Published Monday, August 19, 2019
by Kayla Blado/In These Times
The ‘Answer’ To Burn Out At Work ‘Isn’t Self-Care,’ It’s Unionizing - Your ‘Best Is Joining Together With Your Colleagues ‘To Build Power Collectively’ At Your Workplace

It’s Monday morning and your alarm goes off.

As you wake up, the dread of going to work creeps in.

You’re feeling exhausted, stressed out, underpaid and underappreciated.

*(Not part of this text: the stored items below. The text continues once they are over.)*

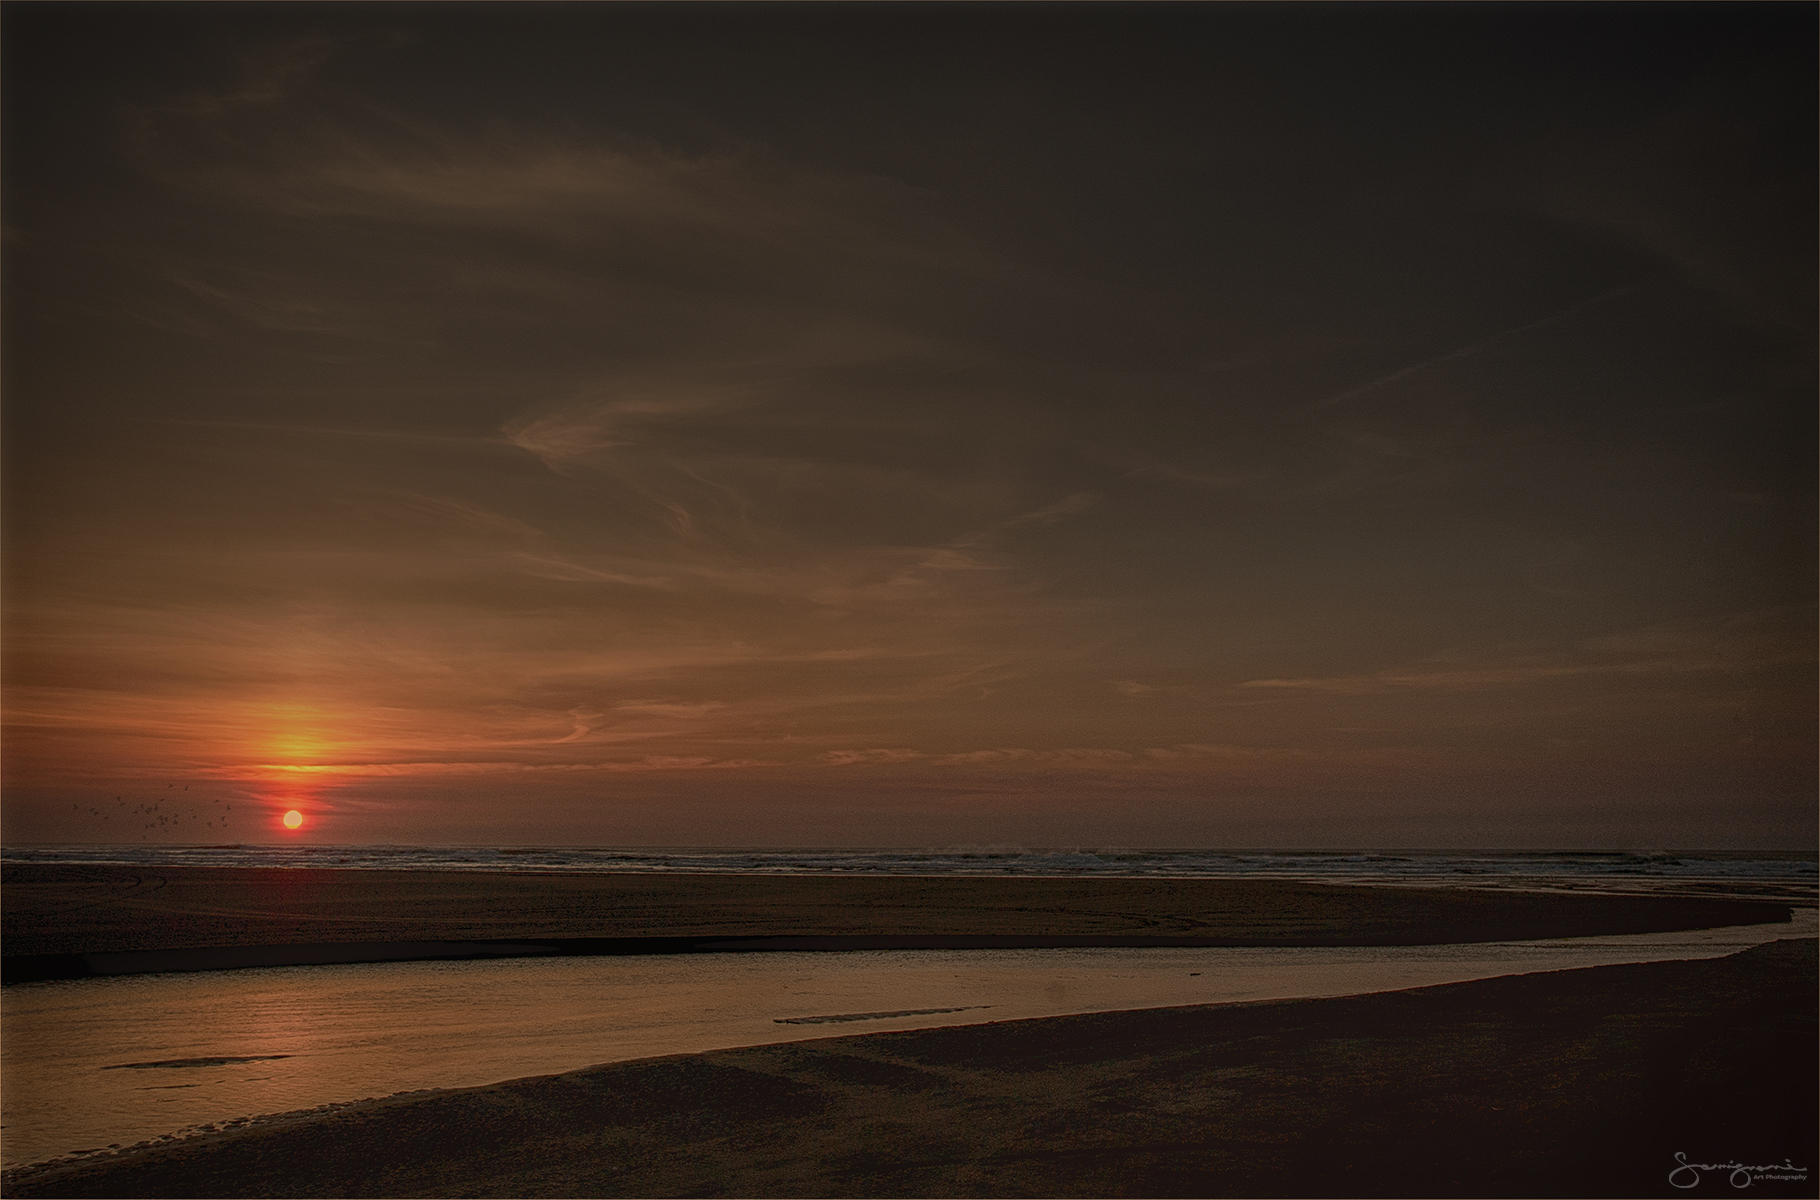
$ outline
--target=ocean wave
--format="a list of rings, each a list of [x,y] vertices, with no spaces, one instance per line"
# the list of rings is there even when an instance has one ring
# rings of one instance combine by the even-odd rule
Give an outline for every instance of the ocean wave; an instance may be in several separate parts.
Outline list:
[[[1314,880],[1813,880],[1812,858],[1662,850],[726,850],[563,846],[12,846],[0,863],[325,867],[387,871],[1125,876]]]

It's a mindset you can’t shake and no amount of coffee will fix: You have Workplace Burnout.

The World Health Organization (WHO) recently included burnout as a legitimate diagnosis in their handbook that guides medical professionals in diagnosing diseases.

It is characterized by three indicators: Feelings of energy depletion or exhaustion; Increased mental distance from one’s job or feelings of negativism or cynicism related to one's job; and Reduced professional efficacy. 

So, what can be done about burnout?

“Self-care” has been touted by social Media Influencers as the best solution to restoring your mental health, no matter the cause.

Sure, healthy food, exercise and sleep are important ways to deal with stress, and we could all use more of each.

But eating a salad isn’t going to fix the systemic problems at your workplace, nor will getting a massage give you a voice on the job or increase your paycheck.

If you work at a non-profit, you might be all-too-familiar with Workplace Burnout.

Non-profits are notorious for being understaffed and under-resourced.

Workers at non-profits often have to wear multiple hats for the sake of supporting the mission of the organization and the resulting stress can take a toll on their mental and physical health.

It is important to address these workplace issues comprehensively, but there is one clear and immediate solution: Join a Union.

Being in a Union means that you and your Co-Workers work together to fix the problems at your workplace and then negotiate for solutions with management.

Whether this means collectively bargaining for raises, vacation time, better health care or more clear-cut job duties, there is an undeniable strength in a Union.

The negotiations will result in a legally enforceable Union Contract.

Unlike most Employee Handbooks, once you have a strong Union Contract, management can’t erode your pay or benefits or fire you without notice

Workers at organizations such as the Center for American Progress, Community Change and the Economic Policy Institute (EPI) have organized with the all-volunteer Nonprofit Professional Employees Union (where I'm President) in order to create strength and stability at their offices.

Recently, Workers at the New Museum and the Brooklyn Academy of Music in New York organized with the United Auto Workers (UAW).

Other non-profits, like the staff at ALIGN New York, have joined the Communication Workers of America (CWA).

The non-profit industry is a growing sector in the U.S. economy and Workers are increasingly demanding the dignity they deserve at work.